This post is designed to be used as a guideline by the records manager or business owner who is planning to have paper records digitized. It includes most of the things you need to think about when allocating a contract for Document Imaging (i.e., scanning paper records to produce digital images). It suggests things you should allow for when formulating budgets and negotiating with vendors.
The safest approach is always an end-to-end one where the vendor handles everything and takes responsibility for the final product. That is, doing all the preparation work involved to make your paper ‘scannable’, capturing all Metadata and the linking of same to the scanned images. It should also include importing the scanned images and Metadata into your document and image repository (e.g., your Electronic Document and Records Management System – EDRMS).
There is little point in digitizing a mass of paper if the results are not easily and conveniently searchable using your preferred terminology or Taxonomy. A pile of DVDs in a corner won’t help anyone.
The usual processes involved are:
The vendor will want to inspect and analyze the data to be scanned and determine what preparation or ‘paper handling’ is required. The vendor will also want to double check your estimated volumes.
Most reputable vendors will be reluctant to provide you with a fixed price quotation until after the data inspection is completed.
This normally involves removing pages from a cardboard file folder, removing staples, smoothing paper, orienting paper, etc. The objective should be to organize the pages into documents and batches to facilitate faster scanning using high-speed automatic document feed scanners. The most important component of any scanning quote is the time estimate (duration) and data preparation time is a key component of this.
This is where all paper is captured as TIFF images and multi-page documents are captured as multi-page TIFF images. You may also require the vendor convert all or some of the content of the TIFF images to text via an OCR (Optical Character Recognition) process. Note that this is usually an option; do not assume your digitized pages will be full text-searchable because TIFF images are not full-text searchable. There is an additional OCR step required for images to be full-text searchable.
If full text indexing is a requirement, make sure it is specified in your requirements document and included in the vendor’s quote. If you do mandate full text indexing then the final format of the digitized image won’t be TIFF, it will probably be PDF or even better, PDF/A (an internationally recognized standard).
The time to scan each sheet paper depends upon a few key factors like the quality of the original source document, whether it is single or double sided and its condition, i.e., wrinkled, folded, torn, stapled, etc. Expect a much higher cost when the quality of the source documents is poor.
Verification – Scanning
This is where the vendor applies quality assurance processes to ensure that all pages have been properly scanned. This means the vendor should be able to confirm that all pages have been scanned at the agreed quality standard. Some form of quality control is mandatory in any scanning job and you need to ensure that you have specified quality control in your specification and that it is included as part of the vendor’s quote.
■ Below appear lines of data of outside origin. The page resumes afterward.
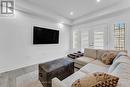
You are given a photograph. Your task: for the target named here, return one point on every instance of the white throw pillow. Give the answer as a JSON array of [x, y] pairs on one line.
[[120, 54]]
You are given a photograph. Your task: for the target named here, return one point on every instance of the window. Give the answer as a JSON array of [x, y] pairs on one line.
[[84, 39], [7, 7], [99, 40], [119, 36]]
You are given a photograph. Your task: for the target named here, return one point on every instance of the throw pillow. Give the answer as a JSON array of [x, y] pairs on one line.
[[108, 57], [97, 80]]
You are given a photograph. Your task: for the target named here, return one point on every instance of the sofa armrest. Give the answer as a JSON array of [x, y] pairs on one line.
[[57, 83]]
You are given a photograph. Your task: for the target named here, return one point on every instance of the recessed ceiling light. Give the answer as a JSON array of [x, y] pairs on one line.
[[71, 13], [98, 0]]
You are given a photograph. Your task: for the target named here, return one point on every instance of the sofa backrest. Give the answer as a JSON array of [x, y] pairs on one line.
[[97, 53], [121, 59]]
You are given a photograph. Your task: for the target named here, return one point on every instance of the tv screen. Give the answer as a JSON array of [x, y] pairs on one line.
[[45, 36]]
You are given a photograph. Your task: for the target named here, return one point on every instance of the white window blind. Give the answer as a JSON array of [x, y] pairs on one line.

This is where the vendor imports the digitized images into your EDRMS and creates all the links and Metadata necessary for efficient and appropriate searching. As mentioned previously, there is no point in having a huge database of scanned images if it is not searchable in a manner appropriate to each organization’s business processes. Note that you will need to tell the vendor how you want the scanned images ‘organized’ or classified in your EDRMS.
Verification – Capture
This is where the vendor sanity checks the capture process and confirms that all pages that have been scanned and captured have also been imported into your EDRMS as per specification. If you begin with 100,000 paper pages then you should end up with 100,000 scanned, indexed and readable images of pages in your EDRMS; this sounds simple but it often is not so. Please think about the metrics required to ensure this level of quality control; you can’t afford to lose information.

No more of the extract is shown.